Canadians plan to stay the course with their long-term investments and make few if any changes in the way they’ll save for retirement in the RRSP season ahead, according to a recent survey for Manulife Financial.

More than four out of five investors (82%) who responded to a national poll by Market Facts of Canada said they changed none of their investments amid market swings that followed the September 11 terrorist attacks. When asked if they have changed their overall investment style, almost four out of five (79 per cent) said they made no change at all.

“This certainly reflects that Canadians are generally savvy investors and are unlikely to overreact to world events,” said Bruce Gordon, Manulife’s executive vice president of Canadian Operations.

Although investors generally are standing by their investments, the survey also suggests more Canadians are seeking financial advice since the terrorist attacks in the United States.

More than 40%of investors believe it’s more important this year to get professional advice to help them manage their long-term investments. Of those who have financial advisors, almost seven out of 10 (68%) said they have called them for advice in the past three months.
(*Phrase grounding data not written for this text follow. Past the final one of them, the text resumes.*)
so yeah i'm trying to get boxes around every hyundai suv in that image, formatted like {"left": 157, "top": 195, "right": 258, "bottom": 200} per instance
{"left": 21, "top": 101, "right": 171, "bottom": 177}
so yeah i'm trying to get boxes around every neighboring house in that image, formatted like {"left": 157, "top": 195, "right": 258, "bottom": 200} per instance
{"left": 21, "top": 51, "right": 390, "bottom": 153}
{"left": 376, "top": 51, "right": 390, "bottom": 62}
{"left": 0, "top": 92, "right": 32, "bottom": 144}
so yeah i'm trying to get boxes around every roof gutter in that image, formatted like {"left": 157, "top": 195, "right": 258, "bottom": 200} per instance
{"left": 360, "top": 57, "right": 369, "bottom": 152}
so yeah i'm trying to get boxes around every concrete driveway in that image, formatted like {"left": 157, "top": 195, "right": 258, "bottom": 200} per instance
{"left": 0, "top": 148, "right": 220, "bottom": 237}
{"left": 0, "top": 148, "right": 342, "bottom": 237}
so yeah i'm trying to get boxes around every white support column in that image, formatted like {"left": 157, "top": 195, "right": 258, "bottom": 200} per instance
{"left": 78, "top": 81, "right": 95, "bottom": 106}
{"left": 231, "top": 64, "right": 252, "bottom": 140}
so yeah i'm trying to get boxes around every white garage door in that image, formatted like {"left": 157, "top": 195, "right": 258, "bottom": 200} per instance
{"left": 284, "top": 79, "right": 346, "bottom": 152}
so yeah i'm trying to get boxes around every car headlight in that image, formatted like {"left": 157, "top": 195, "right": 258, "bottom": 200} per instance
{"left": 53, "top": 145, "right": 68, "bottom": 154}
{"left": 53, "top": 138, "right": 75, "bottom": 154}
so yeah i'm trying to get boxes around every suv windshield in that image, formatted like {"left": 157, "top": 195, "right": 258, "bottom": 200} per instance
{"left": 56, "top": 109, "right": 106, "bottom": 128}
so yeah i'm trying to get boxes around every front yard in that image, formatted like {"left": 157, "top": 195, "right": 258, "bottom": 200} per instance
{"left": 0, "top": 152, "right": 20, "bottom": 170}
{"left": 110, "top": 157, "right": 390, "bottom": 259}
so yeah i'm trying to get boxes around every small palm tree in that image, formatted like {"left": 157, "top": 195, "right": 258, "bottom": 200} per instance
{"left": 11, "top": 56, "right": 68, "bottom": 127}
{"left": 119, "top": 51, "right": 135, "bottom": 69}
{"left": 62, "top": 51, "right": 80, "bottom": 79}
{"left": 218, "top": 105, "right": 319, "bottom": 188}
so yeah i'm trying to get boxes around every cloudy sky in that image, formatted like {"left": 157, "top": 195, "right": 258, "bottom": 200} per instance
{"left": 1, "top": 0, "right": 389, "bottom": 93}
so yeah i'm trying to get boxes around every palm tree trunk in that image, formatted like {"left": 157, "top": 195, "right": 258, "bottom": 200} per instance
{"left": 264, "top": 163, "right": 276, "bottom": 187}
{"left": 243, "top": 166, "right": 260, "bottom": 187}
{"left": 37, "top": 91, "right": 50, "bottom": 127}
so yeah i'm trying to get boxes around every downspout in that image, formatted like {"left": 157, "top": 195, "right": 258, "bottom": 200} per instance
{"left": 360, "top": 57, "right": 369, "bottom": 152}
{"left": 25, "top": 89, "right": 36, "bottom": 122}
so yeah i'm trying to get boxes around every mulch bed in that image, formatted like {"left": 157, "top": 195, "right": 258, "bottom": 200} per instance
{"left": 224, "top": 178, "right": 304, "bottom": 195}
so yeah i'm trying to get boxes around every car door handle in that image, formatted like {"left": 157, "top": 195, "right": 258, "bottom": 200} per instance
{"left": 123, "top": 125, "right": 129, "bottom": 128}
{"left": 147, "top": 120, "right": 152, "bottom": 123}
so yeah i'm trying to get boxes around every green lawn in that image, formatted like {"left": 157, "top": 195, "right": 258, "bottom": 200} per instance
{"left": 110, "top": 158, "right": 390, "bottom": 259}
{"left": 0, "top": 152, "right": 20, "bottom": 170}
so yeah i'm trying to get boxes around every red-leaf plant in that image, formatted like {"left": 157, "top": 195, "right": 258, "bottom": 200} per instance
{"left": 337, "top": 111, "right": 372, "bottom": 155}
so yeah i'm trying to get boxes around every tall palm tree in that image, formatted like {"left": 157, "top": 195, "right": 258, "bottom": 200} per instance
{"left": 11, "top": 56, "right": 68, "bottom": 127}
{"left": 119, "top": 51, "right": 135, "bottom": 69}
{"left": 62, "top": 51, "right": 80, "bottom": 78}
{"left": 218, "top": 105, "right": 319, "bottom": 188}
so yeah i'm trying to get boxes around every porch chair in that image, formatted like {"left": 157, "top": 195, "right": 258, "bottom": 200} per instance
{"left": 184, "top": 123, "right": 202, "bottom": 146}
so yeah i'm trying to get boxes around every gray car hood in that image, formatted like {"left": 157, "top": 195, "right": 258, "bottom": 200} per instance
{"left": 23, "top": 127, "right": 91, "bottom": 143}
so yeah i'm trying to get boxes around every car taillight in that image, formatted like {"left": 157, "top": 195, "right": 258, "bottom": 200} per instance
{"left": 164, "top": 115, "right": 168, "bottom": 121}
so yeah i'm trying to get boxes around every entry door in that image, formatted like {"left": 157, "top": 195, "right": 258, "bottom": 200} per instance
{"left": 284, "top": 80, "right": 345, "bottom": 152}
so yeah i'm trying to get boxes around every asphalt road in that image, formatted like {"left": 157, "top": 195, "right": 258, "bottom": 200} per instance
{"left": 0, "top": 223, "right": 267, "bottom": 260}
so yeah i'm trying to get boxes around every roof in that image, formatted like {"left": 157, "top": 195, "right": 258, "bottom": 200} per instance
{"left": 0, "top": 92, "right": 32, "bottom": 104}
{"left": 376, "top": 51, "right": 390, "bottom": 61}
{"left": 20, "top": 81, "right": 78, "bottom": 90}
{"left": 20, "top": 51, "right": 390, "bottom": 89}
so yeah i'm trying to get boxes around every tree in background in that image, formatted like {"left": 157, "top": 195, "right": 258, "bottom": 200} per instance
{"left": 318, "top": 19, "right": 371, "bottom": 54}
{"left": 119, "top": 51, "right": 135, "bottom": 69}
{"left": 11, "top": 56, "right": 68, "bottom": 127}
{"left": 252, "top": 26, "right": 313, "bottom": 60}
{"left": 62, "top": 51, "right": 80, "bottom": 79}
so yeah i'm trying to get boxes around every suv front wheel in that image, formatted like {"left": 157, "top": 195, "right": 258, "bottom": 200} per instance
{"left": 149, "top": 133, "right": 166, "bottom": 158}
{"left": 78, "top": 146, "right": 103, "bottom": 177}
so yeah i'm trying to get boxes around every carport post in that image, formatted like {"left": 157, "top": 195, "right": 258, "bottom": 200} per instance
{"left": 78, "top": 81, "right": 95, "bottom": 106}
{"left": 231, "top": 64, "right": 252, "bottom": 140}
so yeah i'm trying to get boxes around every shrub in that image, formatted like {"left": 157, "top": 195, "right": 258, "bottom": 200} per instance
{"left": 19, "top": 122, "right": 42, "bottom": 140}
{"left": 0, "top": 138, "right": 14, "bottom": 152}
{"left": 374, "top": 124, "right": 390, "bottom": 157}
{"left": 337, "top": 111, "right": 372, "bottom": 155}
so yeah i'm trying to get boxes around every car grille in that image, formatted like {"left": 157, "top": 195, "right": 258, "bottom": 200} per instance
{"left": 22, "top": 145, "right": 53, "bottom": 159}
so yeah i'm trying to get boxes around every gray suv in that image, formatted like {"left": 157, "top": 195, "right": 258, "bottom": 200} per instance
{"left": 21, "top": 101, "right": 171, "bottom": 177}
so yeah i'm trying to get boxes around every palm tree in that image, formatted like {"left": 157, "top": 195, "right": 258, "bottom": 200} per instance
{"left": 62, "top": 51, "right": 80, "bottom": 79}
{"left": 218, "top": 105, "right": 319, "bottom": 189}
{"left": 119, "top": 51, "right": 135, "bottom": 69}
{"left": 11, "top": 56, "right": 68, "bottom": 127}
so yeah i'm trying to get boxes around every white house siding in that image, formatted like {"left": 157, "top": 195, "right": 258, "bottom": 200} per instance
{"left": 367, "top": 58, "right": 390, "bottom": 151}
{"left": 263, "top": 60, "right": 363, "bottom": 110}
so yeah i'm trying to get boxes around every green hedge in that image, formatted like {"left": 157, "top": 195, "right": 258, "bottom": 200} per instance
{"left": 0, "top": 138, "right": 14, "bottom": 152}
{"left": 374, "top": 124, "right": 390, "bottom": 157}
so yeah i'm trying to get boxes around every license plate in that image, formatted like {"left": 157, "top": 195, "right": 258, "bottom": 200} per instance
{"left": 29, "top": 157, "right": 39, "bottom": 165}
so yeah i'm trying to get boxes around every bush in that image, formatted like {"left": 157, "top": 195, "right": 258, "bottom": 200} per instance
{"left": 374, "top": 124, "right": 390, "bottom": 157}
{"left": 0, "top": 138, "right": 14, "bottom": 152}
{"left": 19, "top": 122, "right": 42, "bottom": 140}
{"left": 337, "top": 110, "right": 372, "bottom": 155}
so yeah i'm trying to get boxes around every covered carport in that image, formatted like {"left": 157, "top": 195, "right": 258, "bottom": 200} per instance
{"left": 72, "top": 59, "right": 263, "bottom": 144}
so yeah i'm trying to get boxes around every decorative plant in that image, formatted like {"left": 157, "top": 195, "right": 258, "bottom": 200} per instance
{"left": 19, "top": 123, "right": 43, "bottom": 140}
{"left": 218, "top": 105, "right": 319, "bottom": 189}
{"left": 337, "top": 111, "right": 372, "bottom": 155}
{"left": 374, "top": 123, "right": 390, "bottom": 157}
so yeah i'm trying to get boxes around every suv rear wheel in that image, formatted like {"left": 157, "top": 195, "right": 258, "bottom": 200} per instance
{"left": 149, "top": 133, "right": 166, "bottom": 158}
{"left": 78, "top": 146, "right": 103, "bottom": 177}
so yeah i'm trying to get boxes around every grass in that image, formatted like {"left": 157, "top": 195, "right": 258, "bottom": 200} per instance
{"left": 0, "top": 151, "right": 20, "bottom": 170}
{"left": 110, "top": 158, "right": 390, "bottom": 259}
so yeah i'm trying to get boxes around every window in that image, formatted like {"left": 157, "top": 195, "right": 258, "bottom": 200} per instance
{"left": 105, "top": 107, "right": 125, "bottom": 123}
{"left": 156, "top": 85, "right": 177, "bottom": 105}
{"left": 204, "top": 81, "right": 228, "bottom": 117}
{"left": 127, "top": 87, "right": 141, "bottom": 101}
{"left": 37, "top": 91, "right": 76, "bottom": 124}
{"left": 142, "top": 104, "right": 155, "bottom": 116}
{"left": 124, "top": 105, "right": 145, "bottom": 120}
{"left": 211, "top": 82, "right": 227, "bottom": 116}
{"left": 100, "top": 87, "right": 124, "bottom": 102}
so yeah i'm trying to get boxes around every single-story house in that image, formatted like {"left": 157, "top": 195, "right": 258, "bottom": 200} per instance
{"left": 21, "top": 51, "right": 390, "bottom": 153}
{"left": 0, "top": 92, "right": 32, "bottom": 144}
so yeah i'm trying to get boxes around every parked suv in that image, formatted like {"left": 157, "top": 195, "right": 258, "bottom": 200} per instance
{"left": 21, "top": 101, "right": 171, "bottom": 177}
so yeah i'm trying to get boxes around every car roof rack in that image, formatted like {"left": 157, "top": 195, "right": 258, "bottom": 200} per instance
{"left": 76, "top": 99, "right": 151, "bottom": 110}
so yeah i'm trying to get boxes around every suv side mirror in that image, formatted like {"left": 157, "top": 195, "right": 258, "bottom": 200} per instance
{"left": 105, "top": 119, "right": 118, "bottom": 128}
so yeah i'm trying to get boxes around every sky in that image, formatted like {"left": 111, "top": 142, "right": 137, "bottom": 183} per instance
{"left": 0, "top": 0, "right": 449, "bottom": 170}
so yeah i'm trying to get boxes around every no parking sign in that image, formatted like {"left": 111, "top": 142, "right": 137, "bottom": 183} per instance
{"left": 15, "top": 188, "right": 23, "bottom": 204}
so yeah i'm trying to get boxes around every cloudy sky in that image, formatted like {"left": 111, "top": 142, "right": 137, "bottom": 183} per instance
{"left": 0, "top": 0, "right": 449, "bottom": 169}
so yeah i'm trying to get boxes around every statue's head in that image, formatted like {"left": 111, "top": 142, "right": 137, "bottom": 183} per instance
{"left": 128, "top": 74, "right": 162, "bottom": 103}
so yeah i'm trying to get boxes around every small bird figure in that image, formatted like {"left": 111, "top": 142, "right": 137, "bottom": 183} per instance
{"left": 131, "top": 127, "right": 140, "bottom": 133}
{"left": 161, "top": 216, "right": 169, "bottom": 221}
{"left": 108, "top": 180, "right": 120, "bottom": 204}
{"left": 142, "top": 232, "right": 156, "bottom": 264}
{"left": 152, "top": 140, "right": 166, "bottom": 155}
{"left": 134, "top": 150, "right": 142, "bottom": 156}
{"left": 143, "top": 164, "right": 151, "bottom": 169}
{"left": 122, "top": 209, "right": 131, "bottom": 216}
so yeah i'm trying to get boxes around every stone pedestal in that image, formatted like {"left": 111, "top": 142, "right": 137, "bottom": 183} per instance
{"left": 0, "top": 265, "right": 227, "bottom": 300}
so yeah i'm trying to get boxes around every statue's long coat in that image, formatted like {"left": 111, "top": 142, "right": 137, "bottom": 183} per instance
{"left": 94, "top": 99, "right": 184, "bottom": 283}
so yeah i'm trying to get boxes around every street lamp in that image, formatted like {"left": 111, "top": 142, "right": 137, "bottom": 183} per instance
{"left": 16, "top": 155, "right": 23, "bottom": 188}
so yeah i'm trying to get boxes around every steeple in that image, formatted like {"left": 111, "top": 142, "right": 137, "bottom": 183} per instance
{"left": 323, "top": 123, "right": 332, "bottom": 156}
“Advisors play an important role in helping Canadians make better financial decisions and given the range of reactions to the market, advisors also need to be sure to meet their clients’ needs and goals,” added Eric Grove, vice president Marketing of Manulife Wealth Management.


The poll results released today are based on a Market Facts of Canada survey of 1,003 Canadians (18 years and older) between November 28 and December 2, 2001. The overall results have a margin of error of plus or minus 3.2 percentage points, 19 times out of 20. For results from investors only, the margin of error increases slightly to plus or minus four percentage points, 19 times out of 20.